Fourth District Democratic Congressman Don McEachin was made an honorary member of the Tuskegee Airmen over the weekend. They were the first all-black squadron of fighter pilots who distinguished themselves in combat in World War II and made the case for integrating America’s military.
"Shortly after the war, Truman integrated the armed services and it was in large part because of folks like the Tuskegee Airmen," said McEachin.
The Petersburg Chapter of the Tuskegee Airmen is named after Lt. Colonel Howard Baugh, a Petersburg native who enlisted in the US Army Air Corps in 1942 as an aviation cadet. The military was still segregated and many white leaders held racist views that Black soldiers couldn’t be trained to fly.

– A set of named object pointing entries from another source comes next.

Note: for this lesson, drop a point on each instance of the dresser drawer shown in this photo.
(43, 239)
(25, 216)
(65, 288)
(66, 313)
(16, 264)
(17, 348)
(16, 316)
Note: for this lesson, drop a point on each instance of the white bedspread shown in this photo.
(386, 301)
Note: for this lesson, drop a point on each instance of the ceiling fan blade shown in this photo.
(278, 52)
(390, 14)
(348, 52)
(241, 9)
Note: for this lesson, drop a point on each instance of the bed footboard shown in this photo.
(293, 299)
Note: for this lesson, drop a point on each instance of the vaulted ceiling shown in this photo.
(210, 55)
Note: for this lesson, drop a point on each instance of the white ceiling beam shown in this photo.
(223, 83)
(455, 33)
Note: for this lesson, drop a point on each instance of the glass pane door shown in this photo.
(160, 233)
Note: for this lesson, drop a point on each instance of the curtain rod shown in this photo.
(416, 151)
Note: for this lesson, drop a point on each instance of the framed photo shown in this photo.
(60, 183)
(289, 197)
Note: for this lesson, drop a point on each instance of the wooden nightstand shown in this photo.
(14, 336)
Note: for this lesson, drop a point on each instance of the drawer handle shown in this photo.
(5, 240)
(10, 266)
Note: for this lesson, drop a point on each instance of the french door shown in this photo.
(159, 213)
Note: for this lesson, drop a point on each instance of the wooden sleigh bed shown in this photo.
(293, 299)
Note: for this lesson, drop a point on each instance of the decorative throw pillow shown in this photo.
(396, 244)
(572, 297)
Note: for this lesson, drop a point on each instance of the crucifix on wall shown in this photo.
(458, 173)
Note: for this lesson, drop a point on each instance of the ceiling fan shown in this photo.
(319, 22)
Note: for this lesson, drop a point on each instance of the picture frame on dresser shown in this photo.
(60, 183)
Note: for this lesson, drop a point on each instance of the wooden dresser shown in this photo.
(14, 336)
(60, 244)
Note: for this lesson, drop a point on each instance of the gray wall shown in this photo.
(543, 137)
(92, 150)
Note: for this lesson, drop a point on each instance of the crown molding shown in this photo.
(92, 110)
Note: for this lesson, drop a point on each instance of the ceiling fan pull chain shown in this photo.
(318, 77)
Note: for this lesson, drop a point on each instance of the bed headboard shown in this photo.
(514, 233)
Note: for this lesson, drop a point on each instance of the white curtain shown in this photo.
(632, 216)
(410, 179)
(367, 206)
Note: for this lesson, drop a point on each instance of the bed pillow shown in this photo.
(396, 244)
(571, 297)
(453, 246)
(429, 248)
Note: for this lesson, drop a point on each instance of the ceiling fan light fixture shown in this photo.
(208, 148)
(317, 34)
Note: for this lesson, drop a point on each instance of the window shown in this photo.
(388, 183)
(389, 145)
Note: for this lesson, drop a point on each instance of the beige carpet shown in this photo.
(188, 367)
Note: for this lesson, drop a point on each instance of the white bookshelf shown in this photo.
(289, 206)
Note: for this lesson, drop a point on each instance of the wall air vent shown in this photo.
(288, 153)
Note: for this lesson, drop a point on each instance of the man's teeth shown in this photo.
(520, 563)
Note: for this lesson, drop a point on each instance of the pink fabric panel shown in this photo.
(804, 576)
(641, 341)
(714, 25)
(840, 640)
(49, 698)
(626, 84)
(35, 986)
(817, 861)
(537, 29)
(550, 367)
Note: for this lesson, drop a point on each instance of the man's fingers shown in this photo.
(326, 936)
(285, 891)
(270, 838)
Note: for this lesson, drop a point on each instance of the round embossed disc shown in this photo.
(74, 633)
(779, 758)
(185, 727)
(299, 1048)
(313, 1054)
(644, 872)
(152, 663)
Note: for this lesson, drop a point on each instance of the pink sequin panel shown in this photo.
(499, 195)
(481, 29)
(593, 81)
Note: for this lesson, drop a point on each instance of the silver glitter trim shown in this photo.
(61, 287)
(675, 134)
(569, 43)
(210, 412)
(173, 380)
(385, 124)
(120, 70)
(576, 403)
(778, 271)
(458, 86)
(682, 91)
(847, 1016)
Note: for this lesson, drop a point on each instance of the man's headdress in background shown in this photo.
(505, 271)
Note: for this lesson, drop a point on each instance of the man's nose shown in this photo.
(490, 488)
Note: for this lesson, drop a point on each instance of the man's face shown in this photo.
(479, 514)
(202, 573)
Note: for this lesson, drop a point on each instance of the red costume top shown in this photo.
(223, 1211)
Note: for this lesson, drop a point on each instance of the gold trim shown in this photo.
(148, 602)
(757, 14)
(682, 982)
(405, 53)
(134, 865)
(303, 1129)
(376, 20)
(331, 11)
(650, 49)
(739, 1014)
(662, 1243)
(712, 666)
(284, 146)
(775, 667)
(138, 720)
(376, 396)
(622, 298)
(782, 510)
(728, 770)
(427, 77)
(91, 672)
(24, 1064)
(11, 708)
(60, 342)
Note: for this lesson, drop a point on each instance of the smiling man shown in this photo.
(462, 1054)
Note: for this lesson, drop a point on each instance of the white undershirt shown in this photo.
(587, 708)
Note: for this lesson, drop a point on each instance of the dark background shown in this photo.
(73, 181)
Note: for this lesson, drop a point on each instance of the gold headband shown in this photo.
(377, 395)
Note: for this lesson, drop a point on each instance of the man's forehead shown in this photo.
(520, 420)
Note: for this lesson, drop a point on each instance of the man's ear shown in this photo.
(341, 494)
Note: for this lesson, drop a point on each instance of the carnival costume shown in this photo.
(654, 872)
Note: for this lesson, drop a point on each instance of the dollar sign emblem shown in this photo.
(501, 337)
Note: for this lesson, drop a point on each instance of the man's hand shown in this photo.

But Baugh’s son Richard said his father and hundreds of others proved them wrong.
“As a result of the success of the Tuskegee Airmen, Harry Truman went ahead and desegregated everything, which was the beginning of the modern civil rights movement in this country,” Richard Haugh said.
McEachin said he stands on the shoulders of the Tuskegee airmen who "flew so I could run for office, so I could have a nice life, so I could raise my children in a safe America."
The Chapter’s mission is to keep alive the memory of the Tuskegee Airman and to educate and inspire the next generation.